After more than 35 years of operation, TBI is closing its doors and our website will no longer be updated daily. Thank you for all of your support.
Netflix, CBC adapting Anne of Green Gables
Streaming service Netflix and Canadian pubcaster CBC are hooking up on their second scripted coproduction, this time working up a version of a classic novel.
The pair has given the greenlight to ANNE, which is based on Lucy Maud Montgomery’s novel Anne of Green Gables.
A separate, younger-skewing version of the book, titled Lucy Maud Montgomery’s Anne of Green Gables and for kids network YTV, debuted in Canada earlier this year and is being sold internationallly by Breakthrough Entertainment.
This comes soon after they partnered to create Alias Grace, a six-part miniseries based on a Margaret Atwood novel of the same name. That show is in production this month.
Both co-commissions mark a significant thawing of relations between Netflix and CBC, with the pubcaster in July 2014 demanding the streamer be forced to invest in local content.
Netflix will stream ANNE globally next year, with CBC playing it on Canadian linear TV. It will kick off with a two-hour special episode from director Niki Caro (Whale Rider).
Moira Walley-Beckett (Breaking Bad) and Miranda de Pencier will showrun, with production falling under the latter’s banner, Northwood Entertainment.

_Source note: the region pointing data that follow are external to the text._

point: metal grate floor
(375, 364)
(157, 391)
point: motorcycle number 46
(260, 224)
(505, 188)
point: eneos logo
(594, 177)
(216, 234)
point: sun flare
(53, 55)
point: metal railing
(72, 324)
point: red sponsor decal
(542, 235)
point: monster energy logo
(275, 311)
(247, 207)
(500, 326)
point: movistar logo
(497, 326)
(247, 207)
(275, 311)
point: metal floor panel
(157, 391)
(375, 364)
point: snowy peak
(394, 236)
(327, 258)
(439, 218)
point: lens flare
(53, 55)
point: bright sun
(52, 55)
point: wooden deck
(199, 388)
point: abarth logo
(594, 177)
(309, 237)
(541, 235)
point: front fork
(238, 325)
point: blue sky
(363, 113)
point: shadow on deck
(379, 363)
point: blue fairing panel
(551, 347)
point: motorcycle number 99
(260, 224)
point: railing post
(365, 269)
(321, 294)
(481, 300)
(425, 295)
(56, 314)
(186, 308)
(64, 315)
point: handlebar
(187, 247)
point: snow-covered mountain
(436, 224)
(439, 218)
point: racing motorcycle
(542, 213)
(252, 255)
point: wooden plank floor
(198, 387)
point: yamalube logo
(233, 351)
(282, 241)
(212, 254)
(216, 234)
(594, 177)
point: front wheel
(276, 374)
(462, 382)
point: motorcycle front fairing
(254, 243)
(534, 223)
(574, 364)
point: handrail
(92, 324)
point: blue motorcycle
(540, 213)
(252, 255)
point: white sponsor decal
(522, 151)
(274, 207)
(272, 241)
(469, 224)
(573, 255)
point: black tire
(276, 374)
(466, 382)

The pair developed the series and are executive producers, alongside Alison Owen (Saving Mr. Banks) and Devra Howard (Bridget Jones Diary).
Walley-Beckett is writing the first season, with production set to begin in September in Canada. Susan Murdoch is producer.

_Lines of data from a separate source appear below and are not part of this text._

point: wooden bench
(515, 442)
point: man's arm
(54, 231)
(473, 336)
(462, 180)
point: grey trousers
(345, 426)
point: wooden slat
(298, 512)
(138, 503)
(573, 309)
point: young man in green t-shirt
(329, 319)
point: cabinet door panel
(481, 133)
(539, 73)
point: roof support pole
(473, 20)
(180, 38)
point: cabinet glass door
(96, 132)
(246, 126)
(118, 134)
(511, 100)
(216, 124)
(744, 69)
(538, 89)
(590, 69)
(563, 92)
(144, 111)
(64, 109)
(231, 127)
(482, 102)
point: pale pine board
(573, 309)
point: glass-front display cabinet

ANNE centres on an orphaned girl, Anne Shirley, in 1890, who is mistakenly sent to live with an elderly spinster and ends u[p transforming the small town they live in through her imagination, spirit and intellect.
“Anne Shirley is one of Canada’s greatest gifts to the world, known and loved internationally, so we’re thrilled to be working with the CBC and Northwood to bring this charismatic character to both new and old fans around the world,” said Elizabeth Bradley, Netflix’s vice president of content.